Find the value of $b$ if
$\left[ \begin{matrix} a-b & 2a+c \\\ 2a-b & 3c+d \\\ \end{matrix} \right]=\left[ \begin{matrix} -1 & 5 \\\ 0 & 13 \\\ \end{matrix} \right]$

Answer 1

We start solving this problem by equating the corresponding terms on both the sides. After equating the corresponding terms on both sides, we get a system of four linear equations. Then we start solving them to eliminate other variables and to get the value of $b$.

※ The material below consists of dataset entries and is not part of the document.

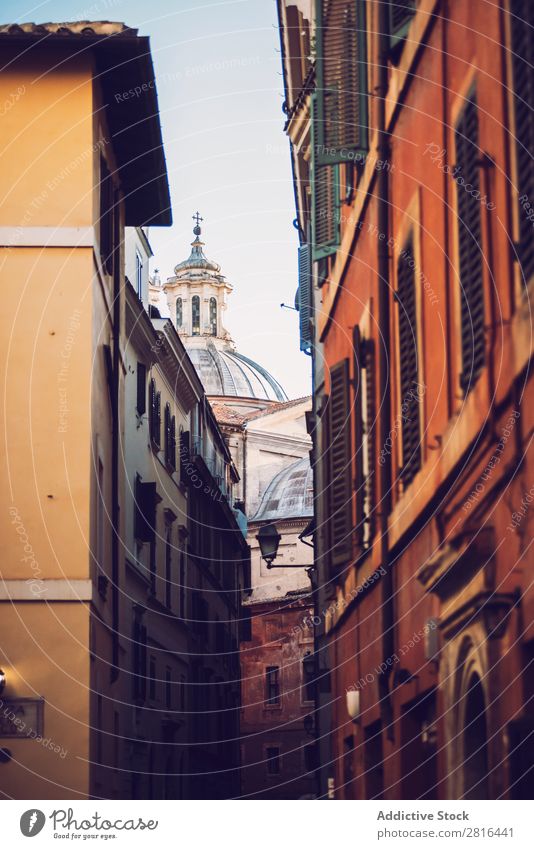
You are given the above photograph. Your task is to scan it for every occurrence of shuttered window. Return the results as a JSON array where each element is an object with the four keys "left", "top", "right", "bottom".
[
  {"left": 314, "top": 0, "right": 368, "bottom": 165},
  {"left": 311, "top": 96, "right": 340, "bottom": 262},
  {"left": 164, "top": 404, "right": 176, "bottom": 469},
  {"left": 328, "top": 359, "right": 352, "bottom": 567},
  {"left": 298, "top": 245, "right": 313, "bottom": 353},
  {"left": 510, "top": 0, "right": 534, "bottom": 283},
  {"left": 150, "top": 378, "right": 161, "bottom": 448},
  {"left": 389, "top": 0, "right": 415, "bottom": 47},
  {"left": 352, "top": 326, "right": 376, "bottom": 550},
  {"left": 396, "top": 242, "right": 421, "bottom": 486},
  {"left": 454, "top": 94, "right": 484, "bottom": 391},
  {"left": 136, "top": 363, "right": 146, "bottom": 416}
]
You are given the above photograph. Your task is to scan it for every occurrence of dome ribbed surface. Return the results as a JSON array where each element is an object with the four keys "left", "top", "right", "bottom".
[
  {"left": 185, "top": 340, "right": 287, "bottom": 401},
  {"left": 251, "top": 457, "right": 313, "bottom": 522}
]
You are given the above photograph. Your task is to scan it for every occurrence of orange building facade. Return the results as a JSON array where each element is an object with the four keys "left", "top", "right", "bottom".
[{"left": 279, "top": 0, "right": 534, "bottom": 799}]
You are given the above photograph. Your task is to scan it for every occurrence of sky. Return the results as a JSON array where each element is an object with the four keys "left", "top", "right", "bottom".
[{"left": 0, "top": 0, "right": 311, "bottom": 398}]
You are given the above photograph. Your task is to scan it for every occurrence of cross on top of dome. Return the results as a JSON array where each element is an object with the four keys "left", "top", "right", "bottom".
[{"left": 192, "top": 211, "right": 204, "bottom": 236}]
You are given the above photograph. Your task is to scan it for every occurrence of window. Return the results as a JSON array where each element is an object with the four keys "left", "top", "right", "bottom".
[
  {"left": 313, "top": 0, "right": 368, "bottom": 165},
  {"left": 165, "top": 666, "right": 172, "bottom": 710},
  {"left": 389, "top": 0, "right": 415, "bottom": 47},
  {"left": 210, "top": 298, "right": 217, "bottom": 336},
  {"left": 265, "top": 666, "right": 280, "bottom": 705},
  {"left": 180, "top": 551, "right": 185, "bottom": 619},
  {"left": 149, "top": 534, "right": 157, "bottom": 595},
  {"left": 396, "top": 241, "right": 421, "bottom": 486},
  {"left": 135, "top": 251, "right": 143, "bottom": 300},
  {"left": 304, "top": 743, "right": 317, "bottom": 772},
  {"left": 297, "top": 245, "right": 313, "bottom": 353},
  {"left": 99, "top": 156, "right": 114, "bottom": 274},
  {"left": 165, "top": 527, "right": 172, "bottom": 610},
  {"left": 150, "top": 378, "right": 161, "bottom": 448},
  {"left": 510, "top": 0, "right": 534, "bottom": 284},
  {"left": 164, "top": 404, "right": 176, "bottom": 471},
  {"left": 352, "top": 326, "right": 376, "bottom": 550},
  {"left": 191, "top": 295, "right": 200, "bottom": 336},
  {"left": 454, "top": 94, "right": 486, "bottom": 392},
  {"left": 96, "top": 457, "right": 106, "bottom": 576},
  {"left": 180, "top": 675, "right": 185, "bottom": 710},
  {"left": 302, "top": 652, "right": 315, "bottom": 702},
  {"left": 327, "top": 359, "right": 352, "bottom": 577},
  {"left": 148, "top": 655, "right": 156, "bottom": 700},
  {"left": 265, "top": 746, "right": 280, "bottom": 775},
  {"left": 136, "top": 363, "right": 146, "bottom": 416},
  {"left": 132, "top": 613, "right": 147, "bottom": 701}
]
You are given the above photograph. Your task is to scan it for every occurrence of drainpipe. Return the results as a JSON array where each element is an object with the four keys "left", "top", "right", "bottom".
[
  {"left": 111, "top": 191, "right": 121, "bottom": 681},
  {"left": 377, "top": 3, "right": 395, "bottom": 740}
]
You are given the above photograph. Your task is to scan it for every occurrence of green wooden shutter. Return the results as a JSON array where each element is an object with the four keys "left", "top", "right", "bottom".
[
  {"left": 314, "top": 0, "right": 369, "bottom": 165},
  {"left": 298, "top": 245, "right": 313, "bottom": 353},
  {"left": 510, "top": 0, "right": 534, "bottom": 283},
  {"left": 329, "top": 359, "right": 352, "bottom": 567},
  {"left": 311, "top": 96, "right": 340, "bottom": 262},
  {"left": 454, "top": 95, "right": 484, "bottom": 391},
  {"left": 389, "top": 0, "right": 415, "bottom": 47},
  {"left": 396, "top": 243, "right": 421, "bottom": 486}
]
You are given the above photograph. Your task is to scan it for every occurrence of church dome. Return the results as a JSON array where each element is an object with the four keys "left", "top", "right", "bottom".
[
  {"left": 185, "top": 339, "right": 287, "bottom": 401},
  {"left": 174, "top": 232, "right": 221, "bottom": 277},
  {"left": 251, "top": 457, "right": 313, "bottom": 522},
  {"left": 160, "top": 217, "right": 287, "bottom": 406}
]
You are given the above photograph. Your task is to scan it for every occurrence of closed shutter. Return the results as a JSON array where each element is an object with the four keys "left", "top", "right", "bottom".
[
  {"left": 154, "top": 392, "right": 161, "bottom": 448},
  {"left": 163, "top": 404, "right": 171, "bottom": 465},
  {"left": 510, "top": 0, "right": 534, "bottom": 283},
  {"left": 352, "top": 327, "right": 376, "bottom": 550},
  {"left": 298, "top": 245, "right": 313, "bottom": 353},
  {"left": 362, "top": 339, "right": 377, "bottom": 547},
  {"left": 396, "top": 243, "right": 421, "bottom": 486},
  {"left": 180, "top": 430, "right": 190, "bottom": 484},
  {"left": 149, "top": 378, "right": 156, "bottom": 442},
  {"left": 317, "top": 395, "right": 332, "bottom": 568},
  {"left": 352, "top": 325, "right": 364, "bottom": 546},
  {"left": 314, "top": 0, "right": 368, "bottom": 165},
  {"left": 329, "top": 359, "right": 352, "bottom": 567},
  {"left": 455, "top": 95, "right": 484, "bottom": 391},
  {"left": 389, "top": 0, "right": 415, "bottom": 47},
  {"left": 169, "top": 416, "right": 176, "bottom": 469},
  {"left": 311, "top": 97, "right": 340, "bottom": 262},
  {"left": 136, "top": 363, "right": 146, "bottom": 416}
]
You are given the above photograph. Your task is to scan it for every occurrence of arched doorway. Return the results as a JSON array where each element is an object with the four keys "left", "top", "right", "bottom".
[{"left": 463, "top": 675, "right": 489, "bottom": 799}]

Complete step by step answer:
Let us consider the given matrices,
$\left[ \begin{matrix} a-b & 2a+c \\\ 2a-b & 3c+d \\\ \end{matrix} \right]=\left[ \begin{matrix} -1 & 5 \\\ 0 & 13 \\\ \end{matrix} \right]$
Now, let us equate the corresponding terms on the both sides of the matrices.
Then by equating the element in the first row and first column we get,
$a-b=-1.................\left( 1 \right)$
Then by equating the element in the first row and second column we get,
$2a+c=5...............\left( 2 \right)$
Similarly, by equating the element in the second row and first column we get,
$2a-b=0...............\left( 3 \right)$
Then by equating the element in the second row and second column we get,
$3c+d=13.............\left( 4 \right)$
Now, let us consider the equations (1) and (3).
We first multiply the equation (1) with 2 on both sides to get $2a$ so that we cancel that term while subtracting it from equation (3). By doing so, we get
$\begin{aligned} & 2\left( a-b \right)=2\left( -1 \right) \\\ & \Rightarrow 2a-2b=-2............\left( 5 \right) \\\ \end{aligned}$
Now, we subtract equation (5) from equation (3). Then we get,
$\begin{aligned} & \left( 2a-b \right)-\left( 2a-2b \right)=0-\left( -2 \right) \\\ & \Rightarrow 2a-b-2a+2b=0+2 \\\ & \Rightarrow -b+2b=2 \\\ & \Rightarrow b=2 \\\ \end{aligned}$
Hence, the value of $b$ is 2.

So, the correct answer is 2.

Note: Here one might solve all the equations and find the respective values of c, d and a and then b. but it is a long way of solving the problem. As we are required to find the value of b, we need to use the equations containing b first, and use them to solve and find the value b. Here in this problem we can see that we have two equations with variables a and b. So, they are enough to find the value of b.